St. Thomas Aquinas, drawing on Aristotle and Scripture, distinguished three levels of friendship: friendships of utility, of pleasure, and of virtue (amicitia perfecta). Only the last, grounded in genuine goodwill toward the other's true good, endures "at all times." For Aquinas, the theological virtue of charity (caritas) is itself defined as friendship — specifically, friendship with God extended toward neighbor (Summa Theologiae II-II, q. 23, a. 1). Verse 17 is thus not merely ethical counsel; it is a participation in the divine life.
St. Ambrose, in De Officiis (I.51), drew directly on the friendship ethics of Proverbs to argue that true Christian friendship must be grounded in faithfulness in tribulation, not merely shared pleasure. He explicitly warned that entangling oneself in financial obligations beyond one's means — however piously motivated — can harm both parties and brings dishonor to the Christian witness.
Pope Francis, in Amoris Laetitia §94–98, reflects on the nature of authentic love as "bearing all things" — an echo of 1 Corinthians 13 that resonates deeply with verse 17. He cautions, however, that love must be expressed with mature discernment, not mere impulse. The integration of these two verses thus encapsulates a perennial Catholic moral insight: the virtues form a unity and must be practiced together.
For a contemporary Catholic, these two verses together offer a sharp corrective to two opposite errors that afflict modern friendship and community life. The first error is the reduction of friendship to convenience — the curated, low-cost relationships of social media culture, which evaporate the moment they require sacrifice. Verse 17 calls Catholics to invest in friendships that can survive unemployment, illness, failure, and grief — not to wait until those things happen, but to build the kind of love now that will be capable of standing firm then.
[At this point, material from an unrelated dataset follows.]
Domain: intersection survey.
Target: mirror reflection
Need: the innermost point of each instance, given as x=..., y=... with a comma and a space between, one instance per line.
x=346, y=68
The second error is equally dangerous: a sentimental, undiscerning "yes" to every financial, emotional, or practical demand made in the name of friendship or family loyalty. Many Catholics — particularly those with strong communal and familial cultures — have found themselves co-signing loans, absorbing others' debts, or enabling destructive behavior in the name of love. Verse 18 names this plainly: it is not wisdom, and ultimately it is not love. A practical examination: Am I being asked to "strike hands" — to take on a burden I cannot bear, for someone who has not demonstrated the responsibility to bear it themselves? Authentic friendship sometimes means saying a clear and loving "no."
Typological and Spiritual Senses
At the typological level, the "friend who loves at all times" points beyond human companionship toward its divine archetype. Christ is the one Friend who has loved "at all times" in the fullest possible sense — from before creation, through the Incarnation, in the darkness of Gethsemane, and on the Cross. The "adversity" for which the brother is born (v.17b) receives its ultimate fulfillment in the Passion: the Brother born of the Virgin is precisely born for the adversity of human sin and death. Simultaneously, verse 18 warns against a distortion of this love into a disordered self-donation that lacks the form of wisdom — a spiritual warning against confusing authentic charity with compulsive or emotionally-driven compliance.